The strong, confident person who has strength to spare, reserves of energy, does his work easily and without friction. Half the timidities and indecisions of men are chargeable less to lack of ability than to lack of the physical vigor, the QUANTITY of energy, which is the driving power of character. In all the contests of life an important element in success is the ability to endure prolonged stress, to have the reserve energy that can be drawn upon and utilized as a driving force. This power is not alone necessary in the emergencies, the "short hauls" of life, but also in the long hauls that spread the strain through greater periods. Many of the failures of life are due as much to lack of ability to meet prolonged stress as to lack of experience or intelligence. Men of moderate ability but with great powers of endurance often succeed, while men of greater talent fail for lack of the ability to endure strain.
The man with a weak body and without the self-confidence that surplus energy gives is liable to be of uncertain judgment. Such a man in the presence of a problem requiring quick decision, doubts and hesitates and stands shivering on the brink of action while hastening opportunities pass him by.
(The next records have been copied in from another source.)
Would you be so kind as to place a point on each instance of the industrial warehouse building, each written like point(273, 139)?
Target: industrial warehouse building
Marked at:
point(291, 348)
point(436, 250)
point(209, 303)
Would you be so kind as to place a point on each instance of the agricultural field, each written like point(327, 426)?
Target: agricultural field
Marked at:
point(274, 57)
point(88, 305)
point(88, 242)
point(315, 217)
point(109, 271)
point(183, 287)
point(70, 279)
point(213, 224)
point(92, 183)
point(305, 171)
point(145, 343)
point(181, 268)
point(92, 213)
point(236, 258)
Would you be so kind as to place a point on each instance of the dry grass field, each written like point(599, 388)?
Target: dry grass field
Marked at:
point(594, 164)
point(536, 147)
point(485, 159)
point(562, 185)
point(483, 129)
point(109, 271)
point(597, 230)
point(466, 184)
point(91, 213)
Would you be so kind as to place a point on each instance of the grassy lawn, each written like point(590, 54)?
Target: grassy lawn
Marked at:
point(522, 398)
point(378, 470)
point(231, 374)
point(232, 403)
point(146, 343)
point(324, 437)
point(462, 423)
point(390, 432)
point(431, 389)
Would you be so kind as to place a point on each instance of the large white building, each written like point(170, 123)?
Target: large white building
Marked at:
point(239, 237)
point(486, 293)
Much of the loose thinking of our time is undoubtedly due to poor educational drill. In fact the failure of the schools to teach pupils how to apply the mind and how to think is one of their common reproaches. Inability to use the mind effectively is also frequently due to a lack of vigor and physical stamina. A person with poor digestion, or under-developed body, or weak circulation has of necessity a badly nourished brain. Such a brain, unless it belongs to a genius, will do poor thinking.
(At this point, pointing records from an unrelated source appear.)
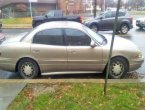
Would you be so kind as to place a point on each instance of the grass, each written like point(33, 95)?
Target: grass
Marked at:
point(17, 21)
point(80, 96)
point(28, 20)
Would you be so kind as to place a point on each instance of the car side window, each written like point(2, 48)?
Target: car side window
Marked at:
point(77, 38)
point(49, 37)
point(108, 15)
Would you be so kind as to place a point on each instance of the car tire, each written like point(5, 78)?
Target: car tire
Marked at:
point(118, 68)
point(94, 27)
point(124, 29)
point(28, 68)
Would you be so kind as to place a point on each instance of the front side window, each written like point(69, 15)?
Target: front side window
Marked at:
point(77, 38)
point(49, 37)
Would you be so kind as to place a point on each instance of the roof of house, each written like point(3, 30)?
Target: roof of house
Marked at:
point(7, 2)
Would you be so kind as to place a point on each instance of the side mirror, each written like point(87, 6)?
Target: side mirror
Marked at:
point(93, 44)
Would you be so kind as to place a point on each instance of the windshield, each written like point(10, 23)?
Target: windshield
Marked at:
point(99, 38)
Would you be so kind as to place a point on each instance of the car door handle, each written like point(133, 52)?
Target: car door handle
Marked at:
point(73, 52)
point(36, 51)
The mentally trained person who is also physically strong has the combination that puts his powers at easy command. He can be joyously busy doing the impossible because the doing of it has been made easy by training.
How much native power there is in all of us that for want of proper training or sympathetic encouragement never comes to maturity! How many of the finer qualities of character that, for want of a kindlier climate of cheerful companionship and wise direction, failed to mature and now lie dead in us! Very many people are only partly alive. A large part, and in some, the best part, is dead. The capacity they show is probably only a small share of a fine inheritance which, not knowing how to use, they allowed to die.
We have an instinctive liking for people who are strong and healthy. They appeal to us by their robustness and their confident display of energy. We do not now need the big muscles that were once necessary in wielding spear and battle-axe. We need, however, as much as the race ever needed well-developed bodies and habits of health.
It is not difficult for us to see that sports and games and play help to physical development, but it is not so plain that they may be made to develop the best qualities of character.
It is a fact, however, that all the important elements of character are tried out in games and sports. Enthusiasm, self-confidence, the adventurous spirit, alertness, promptness, unselfishness, cooperation, quick judgment—all these have their training and discipline on the game field. They comprise those fundamental native qualities that have gone to make humanity what it is. The young should have this training, and, if of the right kind, it may be made to contribute to the making of the best kind of character. The same quickness and accuracy of judgment that enable a boy to win a point in football may in later life be used to win a battle or save a business venture. Beyond this, there is of course gained the strong body that makes work easy and stress less difficult to bear.
Hall calls attention to the fact that two generations ago, Jahn, the great builder of German physique, roused the then despairing German nation by preaching the gospel of strong bodies. He created a new spirit in Germany, and the whole nation was aroused and seized with an enthusiasm for outdoor games and sports, and there arose a new cult for the body. His pupils sang of a united fatherland and of a stronger race. The Germans are in the habit of reminding us that it was about one generation after Jahn that the German Empire was founded and Germany became a world power.
Every argument for the physical training of boys applies with equal force to girls. Women need to be physically as strong as men. No race will remain virile and progressive unless both the fathers and mothers have the physical stamina that produces healthy, vigorous offspring. In this age, when women are going out into the world to compete with men it is highly important that they be physically strong if they are to stand the stress successfully. It was from rough barbarians, the rude war-loving Teutonic men and women described by Tacitus, that the Anglo-Saxon race inherited those splendid qualities of mind and body that have made their descendants masters of seas and continents.